William Friedkin, the Academy Award-winning director of The French Connection, has dismissed modern superhero and sci-fi movies for dominating the industry, and says they lack substance.
“Films used to be rooted in gravity,” the now 79-year-old said this week at the Champs-Elysees Film Festival in Paris, according to the Daily Mail. “They were about real people doing real things.”
The Exorcist director continued, complaining there is little place for realism in modern cinema: “Today, he complains large projects are ‘all about Batman, Superman, Iron Man, Avengers, Hunger Games in America: all kinds of stuff that I have no interest in seeing at all.’”
According to the Mail, Friedkin admitted the industry’s trend toward creating films for mass appeal may have affected his own filmmaking career, which peaked in the 1970s.
Star Wars eclipsed his 1977 film Sorcerer, his proudest directorial achievement, and his projects never again generated the Oscar-winning success of The Exorcist and The French Connection.
“That is when my films went like that – out of the frame,” said Freidkin.

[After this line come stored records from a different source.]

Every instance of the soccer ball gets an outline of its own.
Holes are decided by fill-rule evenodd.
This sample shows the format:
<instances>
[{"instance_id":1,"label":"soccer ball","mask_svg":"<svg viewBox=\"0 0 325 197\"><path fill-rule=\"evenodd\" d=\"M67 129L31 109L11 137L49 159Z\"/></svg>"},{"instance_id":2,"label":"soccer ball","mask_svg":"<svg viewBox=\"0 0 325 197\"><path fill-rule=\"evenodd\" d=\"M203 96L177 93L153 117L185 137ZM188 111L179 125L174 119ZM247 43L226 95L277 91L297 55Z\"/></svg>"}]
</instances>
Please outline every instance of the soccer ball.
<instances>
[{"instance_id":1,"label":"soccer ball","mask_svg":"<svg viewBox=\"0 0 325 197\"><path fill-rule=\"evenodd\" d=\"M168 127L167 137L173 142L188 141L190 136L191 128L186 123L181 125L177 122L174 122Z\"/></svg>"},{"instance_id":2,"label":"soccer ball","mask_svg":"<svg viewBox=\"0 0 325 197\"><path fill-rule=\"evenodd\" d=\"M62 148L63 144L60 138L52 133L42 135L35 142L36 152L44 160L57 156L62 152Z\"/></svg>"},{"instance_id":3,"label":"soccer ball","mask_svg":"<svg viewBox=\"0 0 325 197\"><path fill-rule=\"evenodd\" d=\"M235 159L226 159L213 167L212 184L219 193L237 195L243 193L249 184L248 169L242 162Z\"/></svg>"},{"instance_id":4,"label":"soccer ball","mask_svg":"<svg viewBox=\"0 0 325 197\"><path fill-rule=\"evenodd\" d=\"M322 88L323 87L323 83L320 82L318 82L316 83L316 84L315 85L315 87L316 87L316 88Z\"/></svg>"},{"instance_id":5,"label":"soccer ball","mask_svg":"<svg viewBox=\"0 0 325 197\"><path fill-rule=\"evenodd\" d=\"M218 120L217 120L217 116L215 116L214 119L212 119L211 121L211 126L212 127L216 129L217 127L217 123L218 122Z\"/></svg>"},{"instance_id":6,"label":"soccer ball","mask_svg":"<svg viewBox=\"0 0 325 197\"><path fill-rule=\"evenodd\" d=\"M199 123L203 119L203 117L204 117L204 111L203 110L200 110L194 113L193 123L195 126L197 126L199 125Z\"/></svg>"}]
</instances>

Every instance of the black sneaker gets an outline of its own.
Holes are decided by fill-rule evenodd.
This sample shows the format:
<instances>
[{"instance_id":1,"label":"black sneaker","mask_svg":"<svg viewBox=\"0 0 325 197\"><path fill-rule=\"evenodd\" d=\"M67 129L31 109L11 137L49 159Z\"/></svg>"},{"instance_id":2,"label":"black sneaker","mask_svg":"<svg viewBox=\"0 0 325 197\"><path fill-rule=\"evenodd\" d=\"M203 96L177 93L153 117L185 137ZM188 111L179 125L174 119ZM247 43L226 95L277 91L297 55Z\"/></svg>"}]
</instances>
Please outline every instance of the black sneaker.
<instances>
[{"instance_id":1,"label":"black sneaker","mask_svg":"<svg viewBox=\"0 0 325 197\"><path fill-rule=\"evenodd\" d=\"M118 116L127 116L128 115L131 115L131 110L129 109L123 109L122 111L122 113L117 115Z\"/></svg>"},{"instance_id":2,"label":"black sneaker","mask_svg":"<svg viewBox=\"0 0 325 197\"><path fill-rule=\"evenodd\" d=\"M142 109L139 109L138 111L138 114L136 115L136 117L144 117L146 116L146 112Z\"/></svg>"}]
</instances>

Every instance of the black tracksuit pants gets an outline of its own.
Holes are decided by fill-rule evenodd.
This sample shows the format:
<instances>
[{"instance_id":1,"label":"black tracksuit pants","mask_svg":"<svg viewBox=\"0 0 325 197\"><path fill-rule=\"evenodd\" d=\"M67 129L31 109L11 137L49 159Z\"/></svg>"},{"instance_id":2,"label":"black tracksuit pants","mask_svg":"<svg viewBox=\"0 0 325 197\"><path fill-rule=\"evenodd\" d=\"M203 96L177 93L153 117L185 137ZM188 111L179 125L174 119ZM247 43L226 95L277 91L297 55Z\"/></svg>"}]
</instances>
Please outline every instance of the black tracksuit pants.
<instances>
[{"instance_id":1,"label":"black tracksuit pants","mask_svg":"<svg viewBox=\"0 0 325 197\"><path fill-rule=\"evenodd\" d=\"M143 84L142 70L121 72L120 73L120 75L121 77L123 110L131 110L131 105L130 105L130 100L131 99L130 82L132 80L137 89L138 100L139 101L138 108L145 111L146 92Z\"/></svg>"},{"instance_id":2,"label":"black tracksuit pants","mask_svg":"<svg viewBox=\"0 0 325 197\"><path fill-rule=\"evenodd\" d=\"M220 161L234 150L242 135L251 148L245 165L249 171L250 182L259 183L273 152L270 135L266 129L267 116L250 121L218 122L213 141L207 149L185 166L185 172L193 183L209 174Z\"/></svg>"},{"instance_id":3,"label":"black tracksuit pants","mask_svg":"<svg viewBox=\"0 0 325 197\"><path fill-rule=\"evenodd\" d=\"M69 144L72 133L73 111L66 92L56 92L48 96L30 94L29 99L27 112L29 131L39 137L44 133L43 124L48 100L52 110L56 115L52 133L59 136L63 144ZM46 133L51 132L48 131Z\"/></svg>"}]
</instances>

The director now says the “best work” for creative filmmakers is either on television, or on online streaming platforms, which he called the “new zeitgeist.”
“You develop character at a greater length and the story is more complex and deeper than cinema,” he said of TV. “Many of the fine filmmakers of today are going to long-form TV. It is the most welcoming place to work for a director today.”
Friedkin added he is “not interested” in making movies for the money, and explained, “I have to love the film, the story, the characters.”
Since the 1970s, the director has had success in both film and TV, but maintains Sorcerer will remain his favorite project.
“If I am remembered at all for anything, I hope it would be that,” he said.
Friedkin won an Academy Award for Best Director in 1972 for French Connection, and was nominated for the same award for The Exorcist, two years later.
That film has grossed more than $440 million since its 1973 release.